Sembra incredibile che sia passato tanto tempo dall’ultimo articolo scritto qui, su questo blog, che di fatto è nido dei miei interessi e casa delle nostre comuni passioni.
Oggi ho deciso di sedermi e di scrivere un po’ di getto per fare il punto della situazione: per capire quali obiettivi personali di sostenibilità abbia conseguito e quali invece siano ancora sulla lista delle cose da fare.
Ma soprattutto per parlare della pressione che spesso e volentieri mi (e ci) attanaglia, del giudizio autoimposto che ci porta a pensare di non aver fatto abbastanza e che in gran parte dei casi conduce a una paralisi tale per cui sembra impossibile progredire nel percorso a basso impatto.
Eco-ansia: ne avete sentito parlare?
Questa particolare condizione è conosciuta come “eco-ansia”: una paura cronica della condizione ambientale, così come l’ha definita l’American Psychological Association (APA) nel 2017.
Preoccuparsi del nostro futuro e del destino delle prossime generazioni è segno di grande responsabilità ma può assumere un aspetto critico quando eccede certi limiti e rischia di sconfinare in una condizione patologica.
Per fare un esempio: ci sono tantissimi aspetti della nostra quotidianità sui quali abbiamo pieno controllo e nei confronti dei quali ci è realmente possibile mettere in atto il cambiamento. Lì possiamo e dobbiamo intervenire.
Questo tuttavia non significa che – per via dei nostri lavori, delle persone con cui viviamo o delle necessità di salute nostre o dei nostri cari – siamo in piena facoltà di fare sempre e solo la scelta migliore. E va bene così.
Questo non significa che i nostri sforzi siano inutili.
Come potete immaginare mi trovo molto spesso a ragionare su questi temi, a interrogarmi su quanto stia facendo e se sia ancora sulla strada giusta.
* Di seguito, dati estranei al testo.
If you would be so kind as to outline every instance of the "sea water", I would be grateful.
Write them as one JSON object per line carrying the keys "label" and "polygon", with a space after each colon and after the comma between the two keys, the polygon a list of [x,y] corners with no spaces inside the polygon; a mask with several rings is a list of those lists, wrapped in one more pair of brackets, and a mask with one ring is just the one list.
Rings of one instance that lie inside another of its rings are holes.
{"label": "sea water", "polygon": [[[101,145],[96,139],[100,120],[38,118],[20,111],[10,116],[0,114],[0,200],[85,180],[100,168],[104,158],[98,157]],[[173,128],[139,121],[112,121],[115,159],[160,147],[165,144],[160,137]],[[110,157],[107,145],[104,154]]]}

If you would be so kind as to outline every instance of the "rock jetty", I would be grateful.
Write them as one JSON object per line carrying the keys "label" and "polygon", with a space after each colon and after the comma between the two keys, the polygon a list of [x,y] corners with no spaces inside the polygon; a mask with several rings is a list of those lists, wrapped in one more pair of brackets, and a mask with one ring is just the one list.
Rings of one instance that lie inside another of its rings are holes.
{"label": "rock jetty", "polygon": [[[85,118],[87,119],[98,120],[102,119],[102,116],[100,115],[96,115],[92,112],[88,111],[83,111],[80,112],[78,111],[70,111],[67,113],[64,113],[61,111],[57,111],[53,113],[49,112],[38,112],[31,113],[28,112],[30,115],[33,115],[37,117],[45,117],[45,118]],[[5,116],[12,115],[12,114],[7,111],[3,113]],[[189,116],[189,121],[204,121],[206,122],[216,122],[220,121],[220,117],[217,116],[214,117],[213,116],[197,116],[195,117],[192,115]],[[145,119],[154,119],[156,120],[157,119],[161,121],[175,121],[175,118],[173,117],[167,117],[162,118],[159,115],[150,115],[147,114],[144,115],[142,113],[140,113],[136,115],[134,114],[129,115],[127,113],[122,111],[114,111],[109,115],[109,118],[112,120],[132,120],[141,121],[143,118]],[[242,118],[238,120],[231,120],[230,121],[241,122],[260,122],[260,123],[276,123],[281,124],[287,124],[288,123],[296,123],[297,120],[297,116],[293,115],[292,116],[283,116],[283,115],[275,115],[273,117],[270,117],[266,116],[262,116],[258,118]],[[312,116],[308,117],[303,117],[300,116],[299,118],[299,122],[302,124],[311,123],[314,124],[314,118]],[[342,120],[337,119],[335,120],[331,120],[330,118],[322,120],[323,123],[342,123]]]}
E ogni volta che accade, penso a questo assunto:
Nessuno di noi può fare tutto da solo, ma tutti possiamo fare qualcosa insieme.
Modificare le proprie abitudini e rivedere i propri consumi in un’ottica più consapevole sembra un ostacolo insormontabile se cerchiamo di andare all-in. Tuttavia in questo modo dimentichiamo che il percorso nella sostenibilità deve essere, molto semplicemente, sostenibile.
Dobbiamo essere prontə a fare un passo alla volta: a documentarci e studiare, a tentare, a perdonarci l’errore e perfino sbagliare.
Ma dobbiamo anche e soprattutto sviluppare l’apertura mentale necessaria per allontanare il giudizio estremo, quello tossico che si erge a giudice assoluto e incontrastato dello stile di vita proprio e, per giunta, altrui.
Spoiler: la sostenibilità è un privilegio.
Il solo fatto di poterci permettere di fare una scelta deriva dalla capacità economica, sociale e culturale con la quale siamo venutə al mondo, cosa che resta un aspetto strettamente personale – e anche casuale, aggiungerei.
Prenderne atto è il primo passo per responsabilizzarci e iniziare ad agire anche per chi non è – temporaneamente o permanentemente – nelle condizioni di farlo.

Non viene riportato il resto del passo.